Patients with active thromboembolic disease, such as deep vein thrombosis, pulmonary embolism and cerebral thrombosis.
Patients with subarachnoid haemorrhage: the limited clinical experience shows that a reduced risk for re-bleeding is offset by an increase in the rate of cerebral ischaemia.
Hypersensitivity to tranexamic acid or any of the ingredients.
The safety of tranexamic acid during pregnancy has not yet been established. No harmful effects have been reported.
A woman with fibrinolytic bleeding in the fourth month of pregnancy was treated with tranexamic acid for a total of 64 days. The total dose was 256 g. The delivery occurred spontaneously in the 30th week of pregnancy and was normal in all other respects. The infant was healthy.
In a case of threatened placental abruption that was prevented by giving tranexamic acid, the patient had already lost 2 children in connection with placental abruption. In the 26th week of her third pregnancy bleeding occurred, indicating abruption. Pathological proteolysis with predominant activation of the fibrinolytic system was established. Between the 26th and 33rd week of pregnancy about 250 g of tranexamic acid were given, both i.v. and orally. The bleeding was arrested and a healthy child was delivered by Caesarean section.
Tranexamic acid crosses over to the fetus. After an i.v. injection of 10 mg/kg the concentration can reach a level of about 30 µg/mL fetal serum. Fibrinolytic activity is very high in neonates. It is not known for certain whether a reduction of this activity during the first hours of life is harmful. Kullander and Nilsson who have wide experience with tranexamic acid in connection with childbirth have observed no negative effect on the infants.
Tranexamic acid therapy is not indicated in hematuria caused by diseases of the renal parenchyma. Intravascular precipitation of fibrin frequently occurs in these conditions and may aggravate the disease. In addition, in cases of massive renal hemorrhage of any cause, antifibrinolytic therapy carries the risk of clot retention in the renal pelvis.
Gastrointestinal symptoms (nausea, vomiting, diarrhea) occur but disappear when the dose is reduced. Isolated cases of dizziness or reduced blood pressure have been reported. Allergic skin reactions have been reported less commonly.

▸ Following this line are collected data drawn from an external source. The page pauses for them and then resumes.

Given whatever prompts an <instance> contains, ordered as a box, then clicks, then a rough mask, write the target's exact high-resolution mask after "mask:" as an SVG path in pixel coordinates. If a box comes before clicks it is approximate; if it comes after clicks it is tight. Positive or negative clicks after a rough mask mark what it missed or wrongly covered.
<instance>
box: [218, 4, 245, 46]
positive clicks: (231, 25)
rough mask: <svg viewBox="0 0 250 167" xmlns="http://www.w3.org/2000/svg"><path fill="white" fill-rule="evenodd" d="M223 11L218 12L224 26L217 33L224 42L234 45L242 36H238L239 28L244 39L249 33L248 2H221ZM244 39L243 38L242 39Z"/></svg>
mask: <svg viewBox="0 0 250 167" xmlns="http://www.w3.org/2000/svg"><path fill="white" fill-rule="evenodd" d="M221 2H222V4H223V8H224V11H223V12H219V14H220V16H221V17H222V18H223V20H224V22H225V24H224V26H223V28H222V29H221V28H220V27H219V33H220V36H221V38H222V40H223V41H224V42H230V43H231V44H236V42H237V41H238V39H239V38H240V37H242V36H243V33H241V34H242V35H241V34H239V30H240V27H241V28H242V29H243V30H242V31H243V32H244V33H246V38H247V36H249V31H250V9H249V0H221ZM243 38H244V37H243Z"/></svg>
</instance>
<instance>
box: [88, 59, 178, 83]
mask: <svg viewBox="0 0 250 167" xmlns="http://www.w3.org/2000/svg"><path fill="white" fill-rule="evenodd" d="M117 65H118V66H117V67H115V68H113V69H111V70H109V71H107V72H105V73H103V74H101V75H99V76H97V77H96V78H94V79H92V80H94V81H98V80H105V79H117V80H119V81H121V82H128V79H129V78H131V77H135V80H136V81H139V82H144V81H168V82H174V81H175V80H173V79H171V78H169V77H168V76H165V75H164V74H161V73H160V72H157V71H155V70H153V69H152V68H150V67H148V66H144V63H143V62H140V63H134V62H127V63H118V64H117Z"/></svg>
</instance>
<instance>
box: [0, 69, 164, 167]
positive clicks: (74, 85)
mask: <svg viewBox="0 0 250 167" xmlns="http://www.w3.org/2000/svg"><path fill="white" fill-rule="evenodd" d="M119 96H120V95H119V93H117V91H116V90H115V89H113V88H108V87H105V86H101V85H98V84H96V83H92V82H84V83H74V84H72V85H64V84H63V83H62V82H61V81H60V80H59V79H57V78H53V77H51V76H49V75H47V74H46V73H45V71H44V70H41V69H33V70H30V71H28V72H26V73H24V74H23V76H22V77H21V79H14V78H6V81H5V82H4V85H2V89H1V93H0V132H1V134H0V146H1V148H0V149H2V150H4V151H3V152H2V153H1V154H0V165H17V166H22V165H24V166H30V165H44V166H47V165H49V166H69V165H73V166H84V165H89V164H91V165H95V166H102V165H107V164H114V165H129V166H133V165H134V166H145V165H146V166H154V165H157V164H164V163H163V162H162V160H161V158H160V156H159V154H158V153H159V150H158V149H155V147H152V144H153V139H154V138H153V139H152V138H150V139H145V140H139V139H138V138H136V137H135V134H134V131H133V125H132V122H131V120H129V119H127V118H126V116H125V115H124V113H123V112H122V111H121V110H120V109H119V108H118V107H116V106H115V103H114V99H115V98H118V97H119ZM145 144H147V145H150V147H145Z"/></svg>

To be observed by reason of experimental findings in animals: in the dog, retinal changes have been observed after long-term administration of large doses of tranexamic acid and in the cat, after i.v. injection of 250 mg/kg body weight/day for 14 days. Such changes have not been obtained in the rat, where the maximum tolerated dose has been administered. No retinal changes have been reported or observed at ophthalmic checkups of patients treated with tranexamic acid for several weeks or months.
Post-market Surveillance: Rare cases of adverse events have been reported with the use of tranexamic acid; thromboembolic events, impaired colour vision or other visual disturbances and dizziness. Hypotension may occur after fast injection.
There is no known case of overdosage of tranexamic acid in humans. Symptoms may be nausea, diarrhoea, dizziness, headache, vomiting orthostatic symptoms and hypotension.
Initiate vomiting, institution of gastric lavage, charcoal therapy, and symptomatic treatment. Maintain adequate diuresis.
It has been seen that 37 g of tranexamic acid caused mild intoxication in a 17-year-old after gastric lavage.
Dosage should be calculated according to body weight at 25 mg/kg, 2 to 3 times a day.
Patients with Impaired Renal Function: In patients with serum creatine concentrations of 120 to 250 μmol/L, 15 mg orally or 10 mg i.v. tranexamic acid/kg body weight twice daily. At serum creatine levels of 250 to 500 μmol/L the dosage should be 15 mg orally or 10 mg i.v./kg body weight at 24 hourly intervals, and at serum creatine levels of 500 μmol/L or more, the same dose should be given at intervals of 48 hours between doses.